For many nonprofit organizations, that reality shows up in their inboxes: community partners asking how they’ll keep their pantries stocked, keep organizers employed, or keep a neighborhood clinic’s doors open if Congress once again turns basic governance into a hostage situation.
WHAT PROGRESS FOR ALL CAN SAY
As a 501(C)(3), we don’t endorse candidates or parties. But we can tell the truth about structures, incentives, and impact:
Shutdowns are a policy choice, not an act of God. When Congress refuses to pass sustainable, equitable budgets, families, workers, and community institutions pay the price.

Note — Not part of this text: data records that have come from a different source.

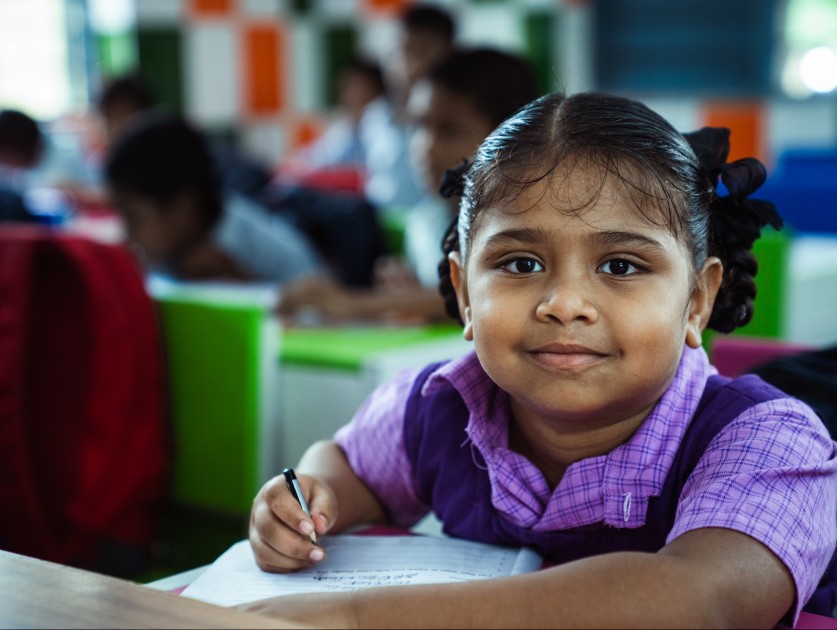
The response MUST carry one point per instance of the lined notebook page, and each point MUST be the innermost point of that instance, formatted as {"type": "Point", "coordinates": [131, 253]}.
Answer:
{"type": "Point", "coordinates": [355, 562]}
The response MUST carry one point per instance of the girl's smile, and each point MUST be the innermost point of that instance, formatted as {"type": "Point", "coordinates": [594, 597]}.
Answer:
{"type": "Point", "coordinates": [562, 356]}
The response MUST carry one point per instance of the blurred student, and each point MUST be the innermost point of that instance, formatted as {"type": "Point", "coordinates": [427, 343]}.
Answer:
{"type": "Point", "coordinates": [119, 102]}
{"type": "Point", "coordinates": [426, 35]}
{"type": "Point", "coordinates": [21, 149]}
{"type": "Point", "coordinates": [454, 108]}
{"type": "Point", "coordinates": [163, 179]}
{"type": "Point", "coordinates": [359, 83]}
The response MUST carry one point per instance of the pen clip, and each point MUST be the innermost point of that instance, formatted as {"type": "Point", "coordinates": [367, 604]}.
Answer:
{"type": "Point", "coordinates": [296, 490]}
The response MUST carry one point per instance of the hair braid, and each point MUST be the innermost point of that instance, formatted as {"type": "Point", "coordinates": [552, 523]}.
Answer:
{"type": "Point", "coordinates": [451, 186]}
{"type": "Point", "coordinates": [735, 222]}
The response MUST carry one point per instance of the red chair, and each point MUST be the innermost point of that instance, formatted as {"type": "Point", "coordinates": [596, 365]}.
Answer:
{"type": "Point", "coordinates": [84, 438]}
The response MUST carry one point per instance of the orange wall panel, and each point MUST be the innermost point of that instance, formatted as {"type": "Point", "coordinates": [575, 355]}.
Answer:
{"type": "Point", "coordinates": [746, 121]}
{"type": "Point", "coordinates": [264, 89]}
{"type": "Point", "coordinates": [385, 6]}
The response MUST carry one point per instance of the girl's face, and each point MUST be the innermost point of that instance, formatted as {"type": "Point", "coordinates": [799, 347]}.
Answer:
{"type": "Point", "coordinates": [580, 316]}
{"type": "Point", "coordinates": [162, 230]}
{"type": "Point", "coordinates": [448, 128]}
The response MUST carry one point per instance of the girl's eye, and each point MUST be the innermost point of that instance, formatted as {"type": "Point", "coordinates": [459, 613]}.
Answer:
{"type": "Point", "coordinates": [619, 267]}
{"type": "Point", "coordinates": [523, 265]}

Continuing resolutions are emergency tools, not a governing philosophy. H.R. 5371 ends a crisis, but it should also be a warning flare: we need durable, justice-centered budgeting that doesn’t treat food, health care, and veterans’ services as expendable leverage.
Communities of color and low-wealth communities are always asked to absorb the shock first. When SNAP payments are threatened, when VA services slow, when federal workers go unpaid, the pain sits on neighborhoods that already live closest to the economic edge.
H.R. 5371 is, at best, a pause button. But inside that pause is possibility. If we use this breathing room to organize, educate, and imagine better, we can push for a federal budget that doesn’t just restart the machine—but reorients it toward dignity, equity, and love of neighbor.
- H.R. 5371 is a short-term money patch the government used to stop a total shutdown, but it still leaves poor and working people—especially Black, brown, and immigrant families—one crisis away from losing food, housing, or health care again.
- The same leaders who protect tax breaks for billion-dollar corporations let programs like SNAP, housing help, and Medicaid sit on the chopping block, showing how a global system of white supremacy keeps wealth at the top and suffering at the bottom.
- Every “budget fight” is really a power fight over whose lives matter, and right now the rules are written so that mostly white, rich, and well-connected people stay safe while communities of color and poor folks keep paying the price.
- Call to Action: Tell Congress, “No more shutdown threats—fully fund food, housing, health care, and jobs for our people, and make the wealthy pay their fair share.”